Flattening the indices:   0%|          | 0/1 [00:00<?, ?ba/s]

Flattening the indices:   0%|          | 0/1 [00:00<?, ?ba/s]

Flattening the indices:   0%|          | 0/1 [00:00<?, ?ba/s]

## `load_from_disk`

In [39]:
loaded_ds = load_from_disk('./demo_data')

## `push_to_hub`
Want to directly upload your dataset to Huggingface now that you've got it created? You can programmatically push it to the Hub. This requires that you're signed into your HF account. You may need to uncomment and run the following line to help you store your credentials.

In [40]:
!git config --global credential.helper store

Make sure you input your Huggingface _token_ below. If this doesn't work, you can use the `token` parameter in `push_to_hub` and set it a string of your Huggingface token.

In [41]:
notebook_login()

Login successful
Your token has been saved to /root/.huggingface/token


In [45]:
data_ds.push_to_hub('eadsa1998/data_ds', private=True)

Pushing split train to the Hub.


HTTPError: ignored

### A note on pushing to the hub
Instead of pushing datasets, you can also push the raw data (we'll use a pandas dataframe here to parquet format).

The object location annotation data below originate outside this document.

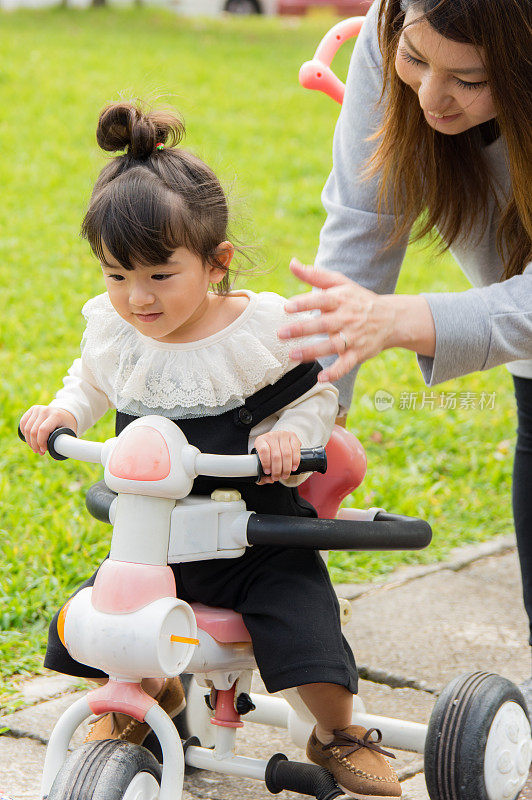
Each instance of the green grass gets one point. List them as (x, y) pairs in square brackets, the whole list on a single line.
[(235, 81)]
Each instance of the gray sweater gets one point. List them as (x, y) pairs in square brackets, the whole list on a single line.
[(480, 328)]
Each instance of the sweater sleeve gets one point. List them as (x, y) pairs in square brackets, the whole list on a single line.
[(353, 237), (81, 396), (480, 328)]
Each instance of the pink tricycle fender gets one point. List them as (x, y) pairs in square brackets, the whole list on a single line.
[(317, 74)]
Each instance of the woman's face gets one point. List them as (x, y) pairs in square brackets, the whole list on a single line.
[(448, 77)]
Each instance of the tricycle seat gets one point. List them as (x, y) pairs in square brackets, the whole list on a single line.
[(222, 624)]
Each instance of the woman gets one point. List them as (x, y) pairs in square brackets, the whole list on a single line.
[(436, 122)]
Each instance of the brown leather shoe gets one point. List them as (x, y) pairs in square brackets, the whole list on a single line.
[(357, 763), (171, 698)]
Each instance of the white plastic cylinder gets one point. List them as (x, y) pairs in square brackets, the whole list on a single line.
[(132, 645)]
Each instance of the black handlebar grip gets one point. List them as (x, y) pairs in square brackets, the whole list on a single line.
[(386, 532), (313, 459), (51, 440), (98, 501)]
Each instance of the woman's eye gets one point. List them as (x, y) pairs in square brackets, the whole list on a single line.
[(466, 85), (407, 57)]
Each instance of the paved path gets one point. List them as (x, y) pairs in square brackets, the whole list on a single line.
[(427, 628)]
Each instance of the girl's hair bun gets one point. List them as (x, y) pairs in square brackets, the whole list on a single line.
[(127, 125)]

Let's see how we can do this!

In [None]:
from huggingface_hub import create_repo, Repository

In [None]:
#uncomment to create a remote repo
repo_url = create_repo(name="demo_data_raw", organization='charreaubell', repo_type="dataset", private=True)
repo_url

'https://huggingface.co/datasets/charreaubell/demo_data_raw'

In [None]:
#clone the repo locally
repo = Repository(local_dir="demo_data_raw", clone_from='charreaubell/demo_data_raw', repo_type='dataset', use_auth_token=True)

Cloning https://huggingface.co/datasets/charreaubell/demo_data_raw into local empty directory.


In [None]:
#save the data
data_ds['train'].to_parquet('demo_data_raw/demo_data_train.parquet')
data_ds['test'].to_parquet('demo_data_raw/demo_data_test.parquet')

31516

In [None]:
#push to hub
is_done = repo.push_to_hub(commit_message='train and test raw data push')
is_done

Upload file demo_data_train.parquet: 100%|##########| 8.53k/8.53k [00:00<?, ?B/s]

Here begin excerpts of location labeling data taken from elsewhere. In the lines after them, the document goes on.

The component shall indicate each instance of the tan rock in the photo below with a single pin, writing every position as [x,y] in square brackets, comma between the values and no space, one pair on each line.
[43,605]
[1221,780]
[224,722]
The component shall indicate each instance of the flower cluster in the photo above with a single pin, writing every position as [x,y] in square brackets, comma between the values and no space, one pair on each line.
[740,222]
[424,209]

Upload file demo_data_test.parquet: 100%|##########| 5.77k/5.77k [00:00<?, ?B/s]

To https://huggingface.co/datasets/charreaubell/demo_data_raw
   4bbe4e5..8799829  main -> main



'https://huggingface.co/datasets/charreaubell/demo_data_raw/commit/8799829ce46f5278934337af2393ab0b8986a2c9'

## Questions and Discussion
Using the Datasets reference:
* Tell me about some of the functions offered for interfacing with Cloud Storage
* How could you stream live data or extremely large data?
* Look at the Search Index page. Describe the general functionality offered here. How might you use it in your application?
* What else seems cool to you?

# What we've covered
We've covered a lot of ground today!  We've discussed several things:
* Explored HuggingFace Datasets API
* Learned about Dataset structure
* Conversion from data to HuggingFace Dataset structure
* Uploading to HuggingFace Hub

# Homework assignment
Create a HuggingFace dataset from your data, and upload it to the HuggingFace Hub!  We'll be working on your own data for the next few classes. If you're unable to upload your data, make sure you know how to access it programmatically.